Mülheim. Die ersten 600 Meter Holzlatten sind schon zersägt und 50 Stühle fertig. Die Produktion kann in zehn einfache Schritte unterteilt werden - also ideal für ein Beschäftigungsprojekt. Die Resonanz ist groß.
Die Maschinen auf dem „Betriebsgelände“ der WiM an der Solinger Straße stehen still. Die Sonne brennt, es ist Ramadan und wie sich herausstellt sind einige der Mitarbeiter zum Sprachkurs. Rabia Alkatlabe und Daouda Diarra stehen unter einer Markise und lasieren die zurechtgeschnittenen Holzlatten. Zwei Tage später drängen sich die Mitarbeiter an den Maschinen. „Vielleicht müssen wir doch eine Stechuhr einführen“, scherzt Reinhard Jehles. An der Verbindlichkeit der Einsatzpläne muss das Team von WiM Work noch arbeiten, ansonsten läuft alles reibungslos.
Fleiß und Entlohnung
Die ersten 600 Meter Holzlatten, die für 200 Stühle reichen und der Flüchtlingsinitiative von Hartmut Buhren zur Verfügung gestellt wurden, sind versägt, die ersten 50 Schwedenstühle fertig und sie sehen toll aus und sind auch bequem. Der 61-jährige WiM-Initiator ist begeistert, denn die Motivation und der Fleiß der Flüchtlinge ist hoch. „Ihnen fällt die Decke auf den Kopf, sie wollen arbeiten“, sagt er. „Eine so große Begeisterung habe ich noch nicht erlebt.“ Manchmal seien sie in ihrer Begeisterung kaum zu bremsen. Und sie beäugen sich gegenseitig eifersüchtig, wer für welchen Arbeitsschritt eingesetzt wird. So ein Schwedenstuhl scheint für ein solches Beschäftigungsprojekt wie gemacht: ziemlich viele Arbeitsschritte mit einem überschaubaren Schwierigkeitsgrad und ein praktisches wie attraktives Produkt zu einem überschaubaren Preis. Die Flüchtlinge arbeiten freilich nicht umsonst, sondern bekommen für 100 Stunden jeweils 1,05 Euro.

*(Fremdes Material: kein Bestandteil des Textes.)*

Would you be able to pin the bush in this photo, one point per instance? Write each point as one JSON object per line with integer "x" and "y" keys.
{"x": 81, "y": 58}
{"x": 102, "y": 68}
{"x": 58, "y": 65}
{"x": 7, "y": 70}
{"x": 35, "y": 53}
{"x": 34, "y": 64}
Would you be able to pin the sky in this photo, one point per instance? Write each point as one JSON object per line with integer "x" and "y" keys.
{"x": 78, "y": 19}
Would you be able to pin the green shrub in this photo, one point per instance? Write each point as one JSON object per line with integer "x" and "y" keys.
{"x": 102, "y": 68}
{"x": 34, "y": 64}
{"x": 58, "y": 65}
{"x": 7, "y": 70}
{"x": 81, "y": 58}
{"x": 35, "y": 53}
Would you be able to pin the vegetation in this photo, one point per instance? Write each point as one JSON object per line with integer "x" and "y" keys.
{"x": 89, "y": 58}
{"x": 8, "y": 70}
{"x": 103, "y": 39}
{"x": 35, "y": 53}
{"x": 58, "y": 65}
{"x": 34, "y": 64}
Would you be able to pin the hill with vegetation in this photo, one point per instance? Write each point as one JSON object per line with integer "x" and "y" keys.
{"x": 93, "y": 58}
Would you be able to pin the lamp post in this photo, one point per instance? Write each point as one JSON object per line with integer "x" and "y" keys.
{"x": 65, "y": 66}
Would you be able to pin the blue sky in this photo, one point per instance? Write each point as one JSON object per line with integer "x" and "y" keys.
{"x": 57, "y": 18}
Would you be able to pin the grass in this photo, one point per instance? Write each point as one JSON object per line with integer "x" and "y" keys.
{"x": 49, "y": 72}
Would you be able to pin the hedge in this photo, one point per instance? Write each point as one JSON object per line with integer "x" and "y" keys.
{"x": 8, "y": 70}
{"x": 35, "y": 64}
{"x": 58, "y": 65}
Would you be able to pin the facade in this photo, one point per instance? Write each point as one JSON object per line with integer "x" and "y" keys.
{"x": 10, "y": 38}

Überwältigend groß ist auch die Resonanz auf die erste Ankündigung der Produktion. Der Ringlokschuppen zeigte Interesse, die Regler-Produktion, aber auch Verantwortliche aus dem kirchlichen Bereich, Reiseveranstalter und Marketingabteilungen großer Unternehmen meldeten sich, forderten einen Prototyp an und stellten die Abnahme großer Stückzahlen in Aussicht. Mit dem von der Pia-Stiftung geführten Naturbad ist jetzt der erste größere Geschäftsabschluss fast perfekt. Reinhard Jehles ist aber auch zurückhaltend, denn er weiß, dass nicht aus jedem Interesse automatisch ein Kauf wird. Von einer Großspende nahm die WiM 6000 Euro, um Maschinen anzuschaffen: Kreissäge, Bohrmaschine und Schleifgerät, die alle im Rolltorbereich dicht beisammen aufgebaut sind.
„Wir haben viel gelacht“
Die Abläufe haben sich schnell gut eingespielt. An der Nähmaschine sitzt Sally Harba neben Iris Glotzbach, sie vernähen den Markisenstoff. Am Vorabend hat die 42-Jährige mit den anderen geübt, den Schneiderwinkel angesetzt, abgemessen, geschnitten, gesäumt und gekettelt. „Die Verständigung funktioniert gut, mir fehlen nur die englischen Fachbegriffe“, erzählt sie, die aus Syrien kommenden Frauen würden sie aber auch nicht verstehen. „Wir haben viel gelacht und nach der Nachtschicht bei mir zu Hause gegrillt.“ Ebenso vom Fach wie Glotzbach ist auch Stefan Lamberty. Gerade legt er das Regler-Logo auf den Markisenstoff und drückt die Presse zusammen: 20 Sekunden bei 160 Grad.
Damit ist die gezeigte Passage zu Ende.